The issues the article raises are real, but it paints passkey implementation as much harder than it actually is. It's in Corbado's interests to exaggerate the difficulties.
We added passkeys to existing password authentication for a python flask app, and it took about 40 hours. 20 hours to get basic registration/authentication working, and another 20 hours to tweak the UX (things like popping up a "Want to use passkeys?" dialog occasionally, a passkeys page so users can manage them - all huge problems according to the article).
So please don't put passkeys in the too-hard basket after reading this article. Users love them, and they are going to be ubiquitous very soon.
I would if I could use them. But no, Windows refuses to connect to Android, it times out. Same thing on Linux. Android itself? Your encrypted data is locked on this device, and following the help article doesn't do anything. Three different platforms, none with functional passkey support. Awesome UX. My grandparents would've thrown their phone out of the window by now if a website they need to visit requires passkeys. And no, before you ask, Bluetooth is working just fine. I regularly send files between my computers and my phone via Bluetooth, that's not the problem.
https://passkeys.directory/ indicates that plenty of relying parties have implemented support for passkeys and I’ve yet to hear about any efforts taking 100 sprints (if TFA is to be believed that it’s 100x harder than a single sprint’s worth of work). Indeed a rather lazy exaggeration.
Our blog is full of examples of implementation analysis, and we have not encountered one implementation that is bug-free or leverages the complete toolset (same for us: we have just identified a bug in our implementation that relates to WebKit's user-gesture requirements on iOS versions before 17.4). That's not because of them being sloppy, it's just very difficult to get it right; that's exactly the point. For example, Uber and Amazon both did not get it right (until today). Of course, it is possible to implement passkeys without any external resources, and to be honest, we appreciate any effort, be it open-source, tutorials, or commercial applications. If you have been on an authentication team in a big B2C company and truly want to retain the trust of your customers, then you appreciate passkeys immediately as they solve one of the biggest problems... So we are also happy to see a half-good implementation as it improves security.
> So please don't put passkeys in the too-hard basket after reading this article. Users love them, and they are going to be ubiquitous very soon.
It's funny but that's almost exactly what #15 in the article even eventually states that you can't ignore passkeys because users love them and they will be ubiquitous very soon and also that the article isn't meant to alarmist "it's all too hard" but cautionary "have you considered x?" but they knew writing it will sound alarmist (because of course they wrote some parts of it in an alarmist tone for clickbait/salesbait). Of course #15 ends with trying to sell their product.
We tried to make the article fun to read. In the end, we could have omitted our hint about our product, but honestly, we have gathered a lot of know-how there for anyone who wants to build passkeys on their own. Our blog and this article are one of the better resources to start with, and even without it, our product offering is obvious. But: We are very commited to help anyone implementing passkeys.
We use email or phone number as the identifier. We recommend verifying on sign-up, but it is actually a configuration option. We have other customers who want to request OTP on the next sign-in. Not validating the identifier on sign-up comes with a long list of potential security/ux race conditions further down the chain (especially if you also support social logins). What is your approach?
Yes, we use email as the identifier, and yes we verify on signup.
We certainly aren't exceptional, and I expect that implementation will become easier as passkeys become more popular, and browser/device APIs develop. So hopefully later adopters will find it even easier than we did.
A weekend project is probably fine -- I wrote a Passkey-based SAML IdP in a weekend (re-using the SAML IdP from a different project). It's written in Tcl.
The hardest part of dealing with the Passkeys was remembering to read the whole specification before implementing it -- I spent a lot of time parsing their CBOR/COSE-based specification so that I could get the public key before "discovering" that there was a method for that defined by the specification.

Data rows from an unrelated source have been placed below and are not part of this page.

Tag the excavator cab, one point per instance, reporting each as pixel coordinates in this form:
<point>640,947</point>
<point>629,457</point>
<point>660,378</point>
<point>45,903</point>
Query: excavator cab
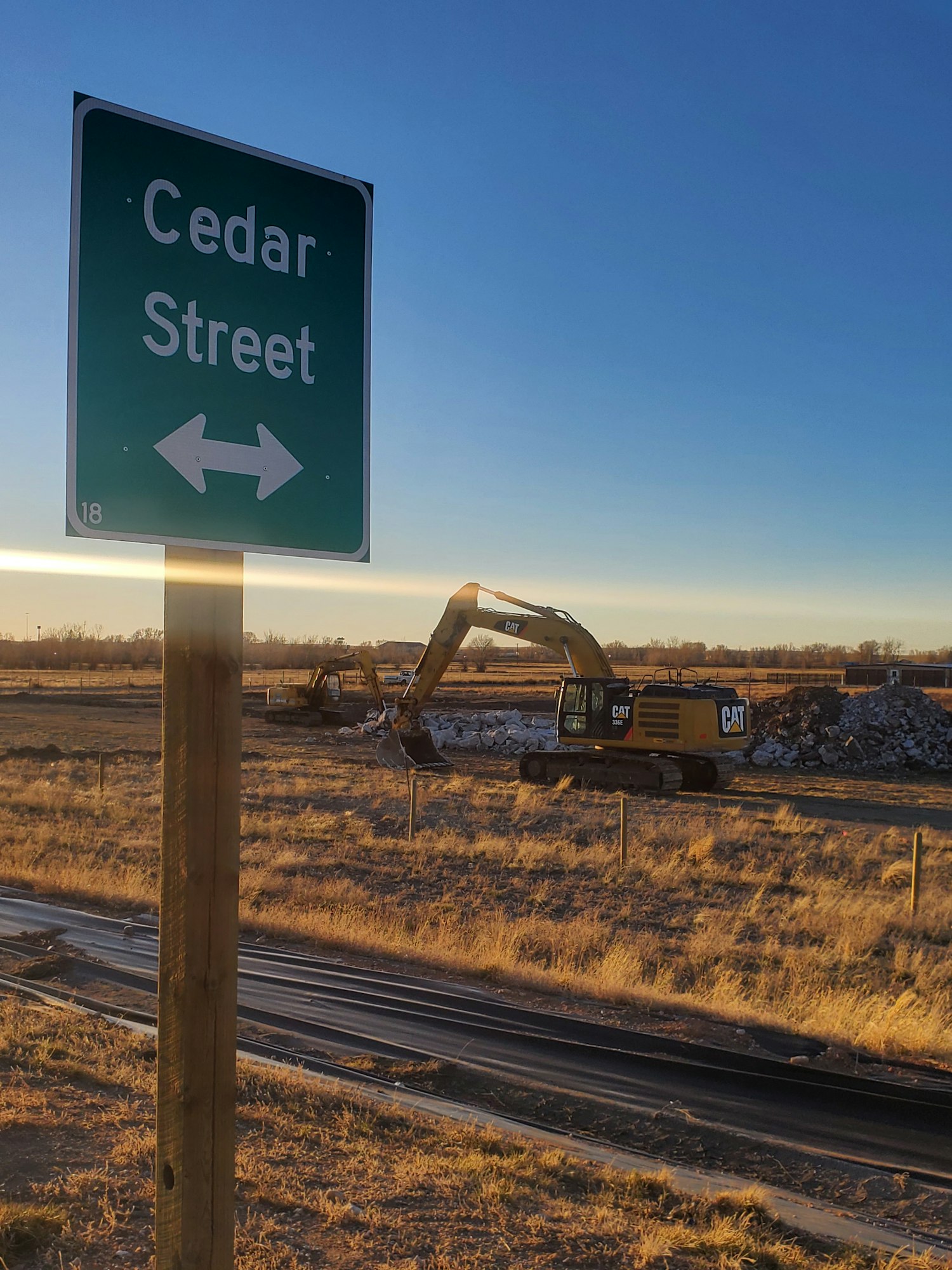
<point>668,718</point>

You must know something about the domain. One time I spent several weeks falling to implement a minimal SAML relying party. Not even an idp. I found the spec to be impenetrable without a baseline understanding of the jargon. All the definitions seemed to be circular like when I end up on a Wikipedia article for some fancy math concept.

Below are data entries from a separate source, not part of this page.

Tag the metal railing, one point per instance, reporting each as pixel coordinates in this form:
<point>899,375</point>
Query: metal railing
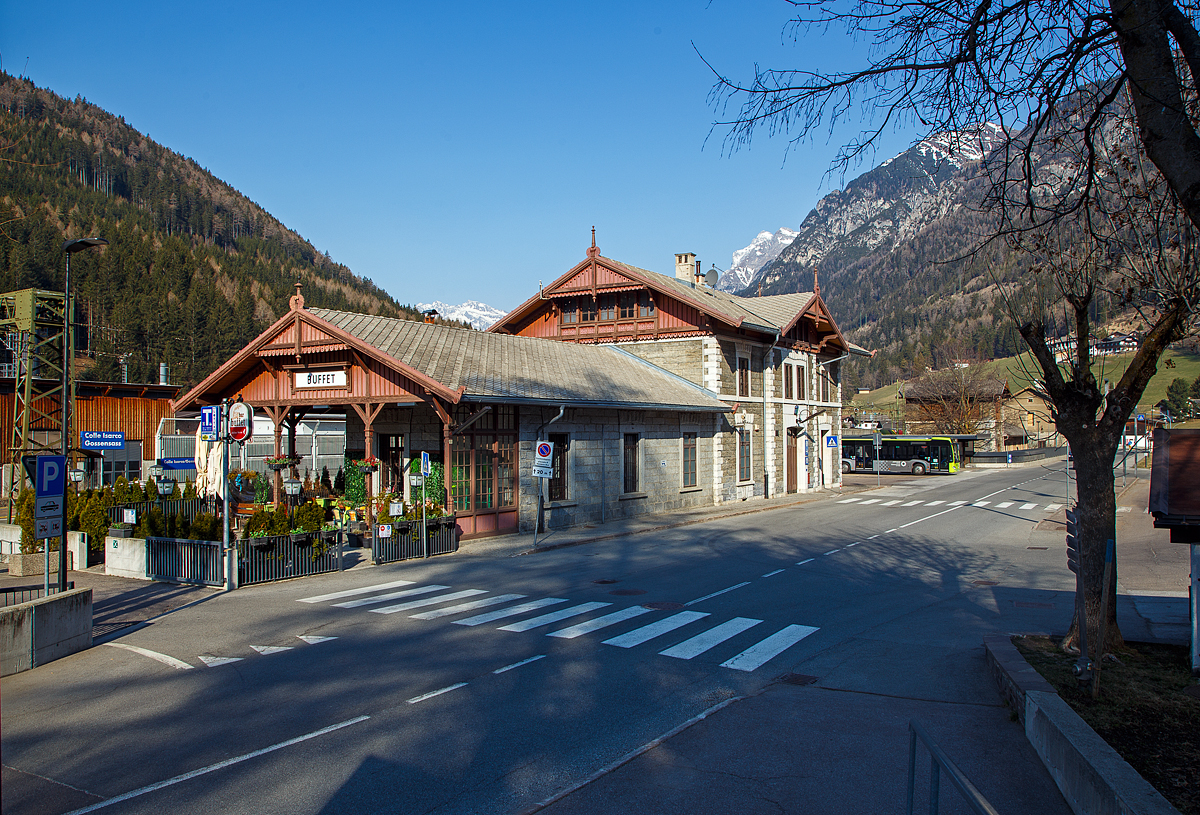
<point>442,538</point>
<point>186,508</point>
<point>937,762</point>
<point>13,595</point>
<point>181,561</point>
<point>282,557</point>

It's been a while, but I read through the OASIS spec for SAML for my implementation. There is a lot of yak shaving and I also had to implement XML Digital Signatures (XML-DS), and XML Canonicalization (C14N), but overall I don't think it took too long for something that worked, and was a library so I could just give it a key (or PKCS#11 handle) an identity and get back a SAML Assertion, which is fundamentally what I was after. It's available for viewing here [0].
We added passkeys to existing password authentication for a python flask app, and it took about 40 hours. 20 hours to get basic registration/authentication working, and another 20 hours to tweak the UX (things like popping up a "Want to use passkeys?" dialog occasionally, a passkeys page so users can manage them - all huge problems according to the article).
So please don't put passkeys in the too-hard basket after reading this article. Users love them, and they are going to be ubiquitous very soon.